We put the datasets from the paper as an example in the 'datasets' directory. The dataset read by scRDiT must be a matrix stored as '.npy' files with shape like (sample_size, gene_size). You can edit a script to preprocess the raw data. Put your own dataset in 'datasets' directory and copy the file path to args.dataset_path in settings.py.
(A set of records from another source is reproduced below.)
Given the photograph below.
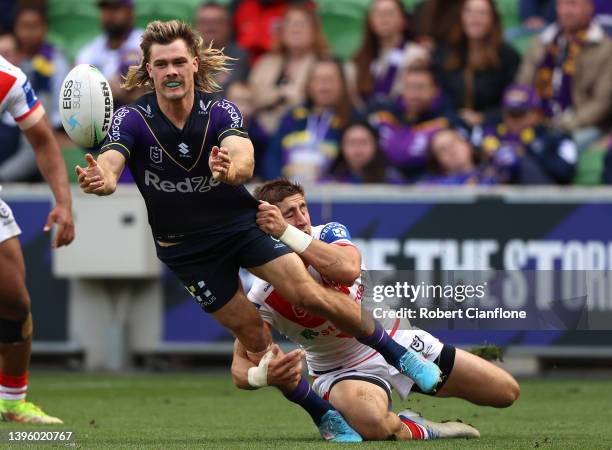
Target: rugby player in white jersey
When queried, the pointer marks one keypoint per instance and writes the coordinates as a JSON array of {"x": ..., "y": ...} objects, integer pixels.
[
  {"x": 19, "y": 99},
  {"x": 357, "y": 380}
]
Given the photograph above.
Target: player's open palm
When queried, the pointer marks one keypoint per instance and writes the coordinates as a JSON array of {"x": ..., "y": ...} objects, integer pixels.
[
  {"x": 285, "y": 369},
  {"x": 91, "y": 178},
  {"x": 62, "y": 217}
]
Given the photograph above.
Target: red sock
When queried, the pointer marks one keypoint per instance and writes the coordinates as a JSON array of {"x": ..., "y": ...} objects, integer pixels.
[
  {"x": 417, "y": 431},
  {"x": 13, "y": 387}
]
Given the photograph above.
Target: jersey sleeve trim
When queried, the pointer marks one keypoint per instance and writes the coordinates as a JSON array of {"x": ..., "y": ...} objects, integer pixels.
[
  {"x": 32, "y": 117},
  {"x": 118, "y": 147}
]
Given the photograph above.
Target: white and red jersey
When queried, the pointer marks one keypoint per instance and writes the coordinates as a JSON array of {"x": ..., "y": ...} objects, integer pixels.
[
  {"x": 17, "y": 96},
  {"x": 327, "y": 348}
]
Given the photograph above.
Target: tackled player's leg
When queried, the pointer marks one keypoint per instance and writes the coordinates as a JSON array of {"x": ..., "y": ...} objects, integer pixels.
[
  {"x": 474, "y": 379},
  {"x": 16, "y": 338}
]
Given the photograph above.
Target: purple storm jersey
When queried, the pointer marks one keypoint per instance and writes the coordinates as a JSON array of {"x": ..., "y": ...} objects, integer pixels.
[{"x": 170, "y": 166}]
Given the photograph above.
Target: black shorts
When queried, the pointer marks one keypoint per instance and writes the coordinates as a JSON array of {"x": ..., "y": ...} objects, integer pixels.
[{"x": 208, "y": 266}]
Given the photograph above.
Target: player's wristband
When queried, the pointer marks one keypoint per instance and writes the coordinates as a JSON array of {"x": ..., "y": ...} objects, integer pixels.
[
  {"x": 296, "y": 240},
  {"x": 258, "y": 376}
]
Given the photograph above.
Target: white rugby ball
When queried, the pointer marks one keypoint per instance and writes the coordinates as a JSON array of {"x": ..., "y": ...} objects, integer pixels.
[{"x": 86, "y": 105}]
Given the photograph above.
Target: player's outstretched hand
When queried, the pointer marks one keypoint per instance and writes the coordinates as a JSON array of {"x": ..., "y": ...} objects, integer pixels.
[
  {"x": 285, "y": 369},
  {"x": 91, "y": 178},
  {"x": 270, "y": 219},
  {"x": 62, "y": 216},
  {"x": 220, "y": 164}
]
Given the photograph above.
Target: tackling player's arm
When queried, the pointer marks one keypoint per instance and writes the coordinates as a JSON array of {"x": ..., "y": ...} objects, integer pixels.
[
  {"x": 100, "y": 176},
  {"x": 233, "y": 162},
  {"x": 51, "y": 164},
  {"x": 339, "y": 263}
]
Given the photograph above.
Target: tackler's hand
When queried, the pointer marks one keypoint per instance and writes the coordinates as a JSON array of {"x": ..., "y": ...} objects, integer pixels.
[
  {"x": 91, "y": 178},
  {"x": 220, "y": 164}
]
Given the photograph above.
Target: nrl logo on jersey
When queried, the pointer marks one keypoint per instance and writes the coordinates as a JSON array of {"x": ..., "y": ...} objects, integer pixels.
[
  {"x": 184, "y": 150},
  {"x": 204, "y": 107},
  {"x": 156, "y": 154},
  {"x": 147, "y": 111}
]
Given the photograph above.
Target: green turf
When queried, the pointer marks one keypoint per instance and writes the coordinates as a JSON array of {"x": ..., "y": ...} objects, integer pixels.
[{"x": 159, "y": 411}]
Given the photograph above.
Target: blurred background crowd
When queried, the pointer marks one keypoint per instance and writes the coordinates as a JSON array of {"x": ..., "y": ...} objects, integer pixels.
[{"x": 453, "y": 92}]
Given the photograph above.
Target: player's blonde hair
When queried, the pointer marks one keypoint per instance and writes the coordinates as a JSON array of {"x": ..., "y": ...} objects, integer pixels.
[{"x": 211, "y": 61}]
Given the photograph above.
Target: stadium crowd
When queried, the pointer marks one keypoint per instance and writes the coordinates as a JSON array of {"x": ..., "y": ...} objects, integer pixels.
[{"x": 436, "y": 94}]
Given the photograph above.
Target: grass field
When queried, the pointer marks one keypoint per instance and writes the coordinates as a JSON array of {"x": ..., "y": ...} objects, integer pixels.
[{"x": 168, "y": 411}]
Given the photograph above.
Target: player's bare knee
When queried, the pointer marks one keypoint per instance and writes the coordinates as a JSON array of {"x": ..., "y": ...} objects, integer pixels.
[
  {"x": 507, "y": 393},
  {"x": 15, "y": 331},
  {"x": 307, "y": 296},
  {"x": 513, "y": 390}
]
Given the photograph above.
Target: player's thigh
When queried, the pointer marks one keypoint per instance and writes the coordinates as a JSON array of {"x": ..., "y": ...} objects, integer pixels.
[
  {"x": 364, "y": 405},
  {"x": 479, "y": 381},
  {"x": 14, "y": 298}
]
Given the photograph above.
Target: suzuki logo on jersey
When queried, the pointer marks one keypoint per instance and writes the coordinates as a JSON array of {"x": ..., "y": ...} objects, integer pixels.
[
  {"x": 73, "y": 122},
  {"x": 233, "y": 113},
  {"x": 156, "y": 154},
  {"x": 184, "y": 149},
  {"x": 31, "y": 98},
  {"x": 187, "y": 185},
  {"x": 147, "y": 111},
  {"x": 107, "y": 105},
  {"x": 309, "y": 334}
]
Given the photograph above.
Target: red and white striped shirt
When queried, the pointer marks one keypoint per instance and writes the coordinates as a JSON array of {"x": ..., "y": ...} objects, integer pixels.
[
  {"x": 326, "y": 347},
  {"x": 17, "y": 96}
]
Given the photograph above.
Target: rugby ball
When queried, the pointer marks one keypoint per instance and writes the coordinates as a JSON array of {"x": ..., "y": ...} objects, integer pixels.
[{"x": 86, "y": 105}]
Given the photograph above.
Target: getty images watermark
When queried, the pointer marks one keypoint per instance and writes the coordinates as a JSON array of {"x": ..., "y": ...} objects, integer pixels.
[{"x": 494, "y": 300}]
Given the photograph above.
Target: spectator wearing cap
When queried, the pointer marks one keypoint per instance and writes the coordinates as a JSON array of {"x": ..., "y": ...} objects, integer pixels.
[
  {"x": 407, "y": 124},
  {"x": 257, "y": 23},
  {"x": 521, "y": 149},
  {"x": 117, "y": 49},
  {"x": 570, "y": 66},
  {"x": 308, "y": 139},
  {"x": 214, "y": 22}
]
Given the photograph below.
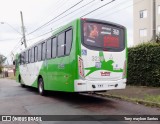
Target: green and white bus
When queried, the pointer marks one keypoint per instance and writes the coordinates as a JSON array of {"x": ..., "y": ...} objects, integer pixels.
[{"x": 86, "y": 55}]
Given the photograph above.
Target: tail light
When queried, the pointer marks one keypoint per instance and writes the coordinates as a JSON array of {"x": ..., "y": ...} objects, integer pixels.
[
  {"x": 124, "y": 70},
  {"x": 80, "y": 67}
]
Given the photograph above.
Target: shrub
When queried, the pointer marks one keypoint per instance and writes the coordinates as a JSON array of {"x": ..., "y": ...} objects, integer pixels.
[{"x": 144, "y": 65}]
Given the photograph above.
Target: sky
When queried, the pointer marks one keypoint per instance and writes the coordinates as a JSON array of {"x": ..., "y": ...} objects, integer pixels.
[{"x": 38, "y": 12}]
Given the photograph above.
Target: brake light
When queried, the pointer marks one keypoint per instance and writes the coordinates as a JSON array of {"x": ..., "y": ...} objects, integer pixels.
[{"x": 80, "y": 67}]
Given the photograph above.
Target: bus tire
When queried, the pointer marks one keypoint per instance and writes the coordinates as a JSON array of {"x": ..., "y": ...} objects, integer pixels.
[
  {"x": 20, "y": 81},
  {"x": 41, "y": 87}
]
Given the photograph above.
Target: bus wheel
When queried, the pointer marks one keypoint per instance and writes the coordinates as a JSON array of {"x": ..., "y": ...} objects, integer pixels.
[
  {"x": 20, "y": 81},
  {"x": 41, "y": 87}
]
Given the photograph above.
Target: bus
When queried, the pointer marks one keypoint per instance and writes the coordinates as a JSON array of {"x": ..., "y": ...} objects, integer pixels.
[{"x": 85, "y": 55}]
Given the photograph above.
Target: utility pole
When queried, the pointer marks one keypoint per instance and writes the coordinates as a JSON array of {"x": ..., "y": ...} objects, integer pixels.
[
  {"x": 23, "y": 31},
  {"x": 154, "y": 20}
]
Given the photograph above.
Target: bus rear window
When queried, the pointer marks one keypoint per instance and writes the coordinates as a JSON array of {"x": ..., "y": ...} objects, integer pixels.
[{"x": 98, "y": 36}]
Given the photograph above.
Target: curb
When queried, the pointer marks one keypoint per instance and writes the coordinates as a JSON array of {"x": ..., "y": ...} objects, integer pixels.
[{"x": 134, "y": 100}]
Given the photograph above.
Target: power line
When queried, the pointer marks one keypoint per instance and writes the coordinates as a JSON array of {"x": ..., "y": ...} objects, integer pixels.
[
  {"x": 55, "y": 17},
  {"x": 114, "y": 7},
  {"x": 73, "y": 11},
  {"x": 57, "y": 6},
  {"x": 8, "y": 39},
  {"x": 98, "y": 8},
  {"x": 124, "y": 8}
]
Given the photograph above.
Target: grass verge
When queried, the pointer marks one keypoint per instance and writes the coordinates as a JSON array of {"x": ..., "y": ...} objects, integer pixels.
[{"x": 148, "y": 101}]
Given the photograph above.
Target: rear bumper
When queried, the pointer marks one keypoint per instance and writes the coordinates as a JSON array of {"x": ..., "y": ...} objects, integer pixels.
[{"x": 87, "y": 85}]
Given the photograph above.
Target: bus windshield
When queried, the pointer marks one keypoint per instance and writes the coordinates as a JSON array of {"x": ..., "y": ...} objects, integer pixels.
[{"x": 103, "y": 36}]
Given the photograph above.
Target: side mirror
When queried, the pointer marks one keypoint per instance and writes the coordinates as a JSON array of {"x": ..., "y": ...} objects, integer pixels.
[{"x": 14, "y": 62}]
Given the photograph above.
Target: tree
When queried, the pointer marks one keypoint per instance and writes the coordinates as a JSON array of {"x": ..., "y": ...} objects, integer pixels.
[{"x": 2, "y": 60}]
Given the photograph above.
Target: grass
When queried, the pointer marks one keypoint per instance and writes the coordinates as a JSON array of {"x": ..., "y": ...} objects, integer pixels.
[
  {"x": 152, "y": 101},
  {"x": 12, "y": 78},
  {"x": 152, "y": 98}
]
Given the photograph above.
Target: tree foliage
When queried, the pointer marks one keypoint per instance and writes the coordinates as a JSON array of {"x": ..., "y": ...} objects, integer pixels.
[{"x": 144, "y": 64}]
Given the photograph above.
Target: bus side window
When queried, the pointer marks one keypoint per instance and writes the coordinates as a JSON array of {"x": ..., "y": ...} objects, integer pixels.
[
  {"x": 39, "y": 52},
  {"x": 68, "y": 41},
  {"x": 35, "y": 53},
  {"x": 54, "y": 47},
  {"x": 49, "y": 48},
  {"x": 19, "y": 58},
  {"x": 61, "y": 45},
  {"x": 29, "y": 55},
  {"x": 43, "y": 51},
  {"x": 32, "y": 54},
  {"x": 26, "y": 56}
]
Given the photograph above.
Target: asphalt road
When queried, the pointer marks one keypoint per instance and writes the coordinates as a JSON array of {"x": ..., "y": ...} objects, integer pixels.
[{"x": 15, "y": 100}]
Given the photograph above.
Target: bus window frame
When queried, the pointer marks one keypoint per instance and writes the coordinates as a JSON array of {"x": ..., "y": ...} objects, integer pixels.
[
  {"x": 104, "y": 23},
  {"x": 52, "y": 47},
  {"x": 64, "y": 31}
]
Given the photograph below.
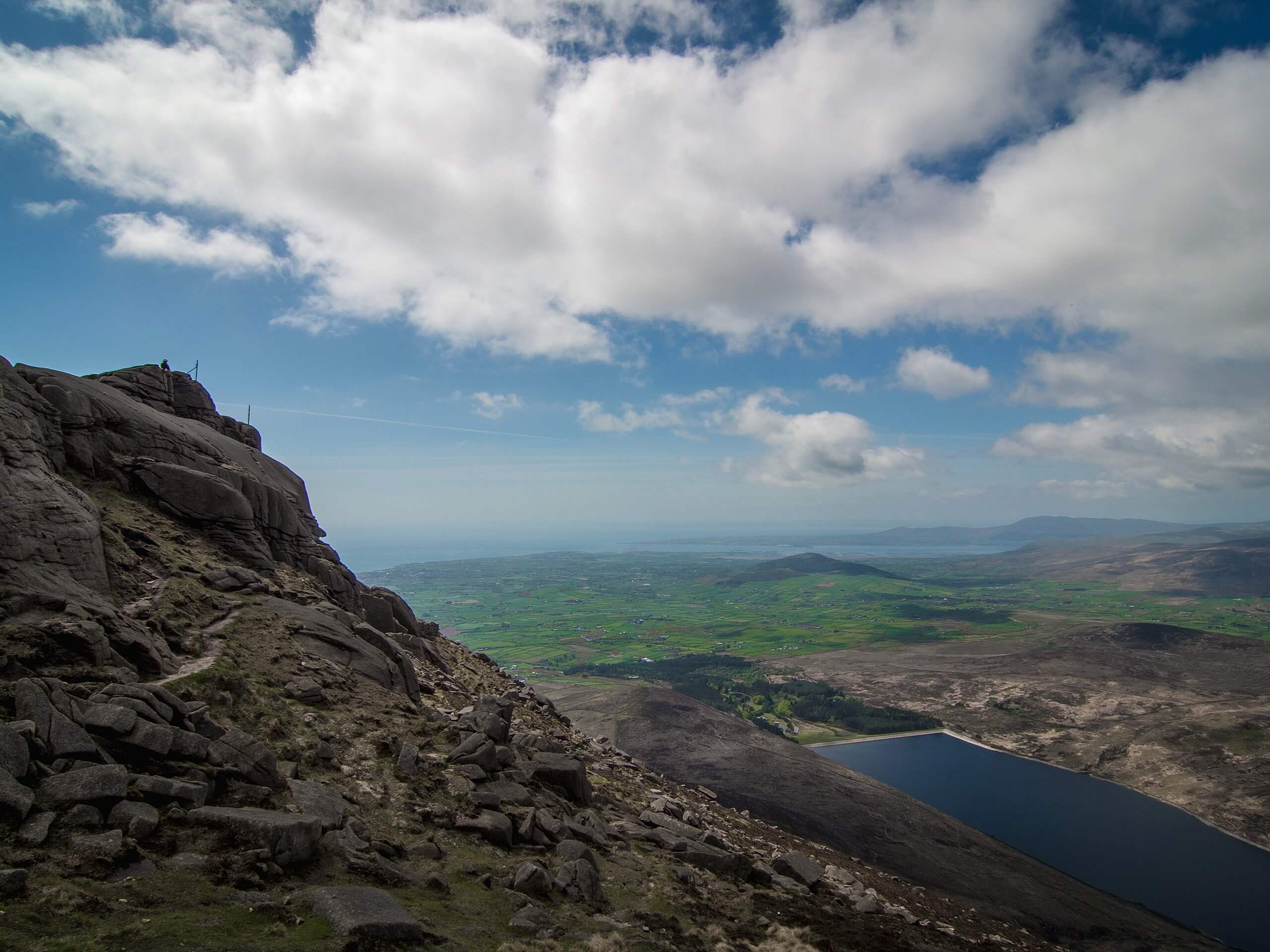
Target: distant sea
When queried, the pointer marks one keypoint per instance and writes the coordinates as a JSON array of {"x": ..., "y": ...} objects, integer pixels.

args.dataset_path = 'datasets/file_name.npy'

Training

All settings of training process are in 'settings.py'. First, set the experiment's name like:

args.run_name = 'run-name'

and the file path of the training checkpoints of this experiment would be ckpts/run-name/run-name_epochX.pt.

We have 2 models, Unet1d() and DiT(), for the noise predictor of DDPMs. Set up the model like:

args.model = Unet1d() or args.model = DiT(input_size: int, patch_size: int, hidden_size: int, depth: int, num_heads: int)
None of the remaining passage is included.